Los temblores de Leda
Por Luis Carranza Torres
Ella se estremecía contra mi cuerpo,
aferrándose con firmeza a mi brazo con el suyo. Tal como había pasado en la
mayor parte del día, en el grueso del viaje.
Sentados lado a lado en el avión, volvíamos
a su hogar, que era también el mío, en el norte de Suecia, luego de pasar un
día intenso en la febril Estocolmo.
Leda se acurrucó contra mí apenas
embarcamos en el avión de Nordica y mantuvo la mano aferrada a la mía. Permaneció
con la vista fija hacia adelante, sin pretender ver nada en realidad. Ni una
vez miró por la ventana a su lado, cuya ventanilla debía permanecer arriba.
Podía sentir cierta inquietud en ella, como durante todo el día, y el previo,
desde salir de Arvidsjaur.
Luego del despegue, apoyó su cabeza
en mi hombro, tras bajar la ventanilla. No tardó en dormirse, exhausta. No
había dicho palabra desde que llegamos al aeropuerto, como no había hablado
casi nada durante todo nuestro tiempo en la ciudad capital.

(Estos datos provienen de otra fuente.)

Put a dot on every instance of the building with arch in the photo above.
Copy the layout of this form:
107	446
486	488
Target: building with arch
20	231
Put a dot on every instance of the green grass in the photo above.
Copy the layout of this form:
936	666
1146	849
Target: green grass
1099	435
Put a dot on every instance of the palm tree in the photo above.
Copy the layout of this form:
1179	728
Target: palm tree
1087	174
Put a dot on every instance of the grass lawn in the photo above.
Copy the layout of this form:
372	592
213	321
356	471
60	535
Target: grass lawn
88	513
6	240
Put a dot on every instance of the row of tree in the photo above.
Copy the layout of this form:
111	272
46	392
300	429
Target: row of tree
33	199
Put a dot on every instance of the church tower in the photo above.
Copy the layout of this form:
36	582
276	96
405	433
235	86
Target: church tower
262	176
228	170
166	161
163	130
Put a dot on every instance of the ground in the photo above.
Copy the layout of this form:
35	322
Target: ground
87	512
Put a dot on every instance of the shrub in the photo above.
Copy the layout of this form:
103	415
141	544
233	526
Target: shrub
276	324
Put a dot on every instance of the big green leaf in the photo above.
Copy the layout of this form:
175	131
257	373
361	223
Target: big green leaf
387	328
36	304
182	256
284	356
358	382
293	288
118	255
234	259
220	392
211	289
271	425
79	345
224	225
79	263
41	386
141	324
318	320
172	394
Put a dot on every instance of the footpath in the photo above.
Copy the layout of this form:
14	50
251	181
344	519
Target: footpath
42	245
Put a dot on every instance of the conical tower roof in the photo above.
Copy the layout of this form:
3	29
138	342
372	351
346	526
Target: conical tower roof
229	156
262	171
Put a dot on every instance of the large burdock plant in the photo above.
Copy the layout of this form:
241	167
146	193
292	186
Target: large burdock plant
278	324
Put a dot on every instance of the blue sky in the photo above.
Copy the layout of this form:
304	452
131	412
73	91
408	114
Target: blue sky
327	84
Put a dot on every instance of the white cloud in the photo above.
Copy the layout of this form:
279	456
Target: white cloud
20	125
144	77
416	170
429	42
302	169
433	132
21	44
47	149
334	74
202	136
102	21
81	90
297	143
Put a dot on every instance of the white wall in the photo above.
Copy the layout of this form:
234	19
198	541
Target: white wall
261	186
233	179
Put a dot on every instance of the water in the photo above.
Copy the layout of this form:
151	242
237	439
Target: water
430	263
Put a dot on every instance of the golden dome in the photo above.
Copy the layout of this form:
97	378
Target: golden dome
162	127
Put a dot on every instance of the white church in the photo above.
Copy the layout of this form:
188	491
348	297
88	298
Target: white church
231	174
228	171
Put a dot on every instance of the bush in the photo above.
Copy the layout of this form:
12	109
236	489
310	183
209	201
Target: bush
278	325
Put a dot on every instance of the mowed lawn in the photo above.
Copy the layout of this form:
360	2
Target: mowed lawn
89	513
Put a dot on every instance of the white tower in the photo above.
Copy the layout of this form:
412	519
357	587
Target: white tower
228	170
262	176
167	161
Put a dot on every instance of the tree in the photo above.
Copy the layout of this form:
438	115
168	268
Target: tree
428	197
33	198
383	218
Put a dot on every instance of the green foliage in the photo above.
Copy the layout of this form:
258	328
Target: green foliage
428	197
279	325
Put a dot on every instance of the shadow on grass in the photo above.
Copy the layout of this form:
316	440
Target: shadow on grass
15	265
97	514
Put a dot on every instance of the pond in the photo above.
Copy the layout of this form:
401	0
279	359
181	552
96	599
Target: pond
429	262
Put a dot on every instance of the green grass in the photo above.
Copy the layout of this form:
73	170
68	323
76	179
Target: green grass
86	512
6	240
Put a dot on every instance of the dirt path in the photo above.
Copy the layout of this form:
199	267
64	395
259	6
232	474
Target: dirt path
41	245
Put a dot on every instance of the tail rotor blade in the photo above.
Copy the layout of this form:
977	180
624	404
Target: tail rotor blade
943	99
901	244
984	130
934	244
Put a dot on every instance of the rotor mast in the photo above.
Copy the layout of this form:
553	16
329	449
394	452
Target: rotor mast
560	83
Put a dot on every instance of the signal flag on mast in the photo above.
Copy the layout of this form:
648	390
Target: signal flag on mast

Me quedé observándola. Los párpados
pesados ocultaban esos ojos tan particulares suyos, de una tonalidad indefinida
entre el azul y el turquesa. Que destacan, en la palidez de su piel, enmarcada
por el color entre rubio y cobrizo de su cabello. Rasgos reveladores de la
sangre Saami que la recorre por dentro.
No pude evitar acariciarla. Fue algo
muy tenue, buscando no incomodarle el sueño. Apenas un roce, con los dedos, en
la mejilla. Ella afirmó aún más la cabeza sobre mi hombro. Por primera vez en
mucho tiempo, parecía tranquila, sosegada, en paz. Lejos de ese estado de
aprehensión, a la defensiva de todo cuando cruzábamos por delante, hasta de
cierto temor que le había observado durante toda la jornada.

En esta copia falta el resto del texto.